Department of Surgical Oncology, University of Toronto, Toronto, ON, Canada.
Grant Medical Center, Columbus, OH, USA.
World J Surg Oncol. 2017 Aug 30;15(1):168. doi: 10.1186/s12957-017-1223-3.
Tumor embolisms (TE) are an underappreciated source of pulmonary embolisms in sarcoma. Most evidence in the literature is limited to case reports and none have described the presence of TE secondary to myxofibrosarcoma. We report the first case of myxofibrosarcoma TE and perform a review of the literature for TE secondary to bone and soft tissue sarcomas (STS).
A 36-year-old female presented with debilitating pain of the right upper extremity secondary to a recurrent soft tissue sarcoma. She had distant metastasis to the lung. An MRI revealed a 25-cm shoulder mass involving the proximal arm muscles with encasement of the axillary artery, vein, and brachial plexus. A palliative forequarter amputation was performed and tumor thrombus was evident within the axillary artery and vein. Postoperatively, she developed an acute onset of dyspnea and hypoxia. A computed tomography scan revealed a pulmonary saddle embolism. A bilateral lower extremity venous duplex was negative. She became hemodynamically unstable despite resuscitation and was placed on vasopressor support. A transthoracic echocardiogram revealed elevated pulmonary artery pressure, tricuspid regurgitation, right heart dilation, and reduced right heart systolic function consistent with acute cor pulmonale. The patient did not want to pursue a median sternotomy with pulmonary artery embolectomy and expired from cardiopulmonary arrest within 24 h of the operation. The final pathology revealed a 25 × 16 × 13 cm high-grade myxofibrosarcoma with invasion into the bone, skin, and neurovascular bundle as well as evidence of tumor thrombus.
TE is a rare but deadly cause of pulmonary embolism in sarcoma. A high index of suspicion is necessary in individuals who present with respiratory-related symptoms, especially dyspnea. Diagnostic confirmation with a computed tomography scan of the chest and echocardiogram should be rapid. Unlike venous thromboembolism, pulmonary embolectomy remains the preferred therapeutic approach.

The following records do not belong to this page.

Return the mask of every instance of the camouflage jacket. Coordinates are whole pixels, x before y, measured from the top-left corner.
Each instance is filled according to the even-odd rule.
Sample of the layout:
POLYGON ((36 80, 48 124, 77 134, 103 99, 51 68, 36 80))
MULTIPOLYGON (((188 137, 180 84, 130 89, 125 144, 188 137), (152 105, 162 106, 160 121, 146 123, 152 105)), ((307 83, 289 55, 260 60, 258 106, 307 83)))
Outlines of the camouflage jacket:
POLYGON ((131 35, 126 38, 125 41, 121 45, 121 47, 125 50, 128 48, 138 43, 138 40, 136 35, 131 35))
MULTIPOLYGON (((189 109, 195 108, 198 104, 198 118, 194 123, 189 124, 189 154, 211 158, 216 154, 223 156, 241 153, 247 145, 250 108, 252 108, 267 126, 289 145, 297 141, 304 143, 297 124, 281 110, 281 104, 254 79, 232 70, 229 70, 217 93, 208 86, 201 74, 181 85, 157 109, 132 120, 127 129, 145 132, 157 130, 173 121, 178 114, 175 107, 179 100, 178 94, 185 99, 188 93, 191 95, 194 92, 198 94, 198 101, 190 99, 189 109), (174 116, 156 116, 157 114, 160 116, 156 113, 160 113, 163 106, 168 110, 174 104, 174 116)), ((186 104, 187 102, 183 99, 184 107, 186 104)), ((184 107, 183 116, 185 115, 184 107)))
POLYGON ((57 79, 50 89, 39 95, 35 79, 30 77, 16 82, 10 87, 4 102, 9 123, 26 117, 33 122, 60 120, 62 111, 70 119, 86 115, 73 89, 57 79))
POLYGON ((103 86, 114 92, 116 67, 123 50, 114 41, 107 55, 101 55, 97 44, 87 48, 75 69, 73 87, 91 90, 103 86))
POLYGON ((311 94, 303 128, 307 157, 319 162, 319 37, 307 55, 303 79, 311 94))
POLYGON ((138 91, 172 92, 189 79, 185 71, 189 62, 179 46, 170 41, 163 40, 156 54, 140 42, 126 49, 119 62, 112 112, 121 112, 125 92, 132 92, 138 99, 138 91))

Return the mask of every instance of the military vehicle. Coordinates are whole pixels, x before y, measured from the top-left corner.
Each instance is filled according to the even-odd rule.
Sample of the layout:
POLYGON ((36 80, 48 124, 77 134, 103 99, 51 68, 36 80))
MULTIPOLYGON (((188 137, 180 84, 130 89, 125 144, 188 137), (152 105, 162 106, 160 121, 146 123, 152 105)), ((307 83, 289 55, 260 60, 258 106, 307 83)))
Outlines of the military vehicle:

肿瘤栓子(TE)是肉瘤肺栓塞被低估的来源。文献中的大多数证据仅限于病例报告,没有一个描述过黏液纤维肉瘤继发 TE 的存在。我们报告首例黏液纤维肉瘤 TE,并对骨和软组织肉瘤(STS)继发 TE 的文献进行了回顾。
一名 36 岁女性因复发性软组织肉瘤出现右上肢无力性疼痛就诊。她已有肺部远处转移。MRI 显示肩部有 25cm 大小的肿块,累及近端手臂肌肉,腋窝动脉、静脉和臂丛神经被包裹。进行了姑息性前四分之一截肢术,腋窝动脉和静脉内可见肿瘤血栓。术后,她突发呼吸困难和缺氧。计算机断层扫描显示肺鞍部栓塞。双侧下肢静脉双功超声检查为阴性。尽管进行了复苏,她仍出现血流动力学不稳定,并接受升压药物支持。经胸超声心动图显示肺动脉压升高、三尖瓣反流、右心扩张和右心收缩功能降低,符合急性肺心病。患者不想接受正中开胸肺动脉取栓术,并在手术后 24 小时内死于心肺骤停。最终病理显示 25×16×13cm 大小高级别黏液纤维肉瘤,侵犯骨骼、皮肤和神经血管束,并有肿瘤血栓证据。
TE 是肉瘤肺栓塞罕见但致命的原因。对于出现呼吸相关症状,尤其是呼吸困难的患者,需要高度怀疑。通过胸部 CT 扫描和超声心动图快速确诊。与静脉血栓栓塞症不同,肺动脉取栓术仍然是首选的治疗方法。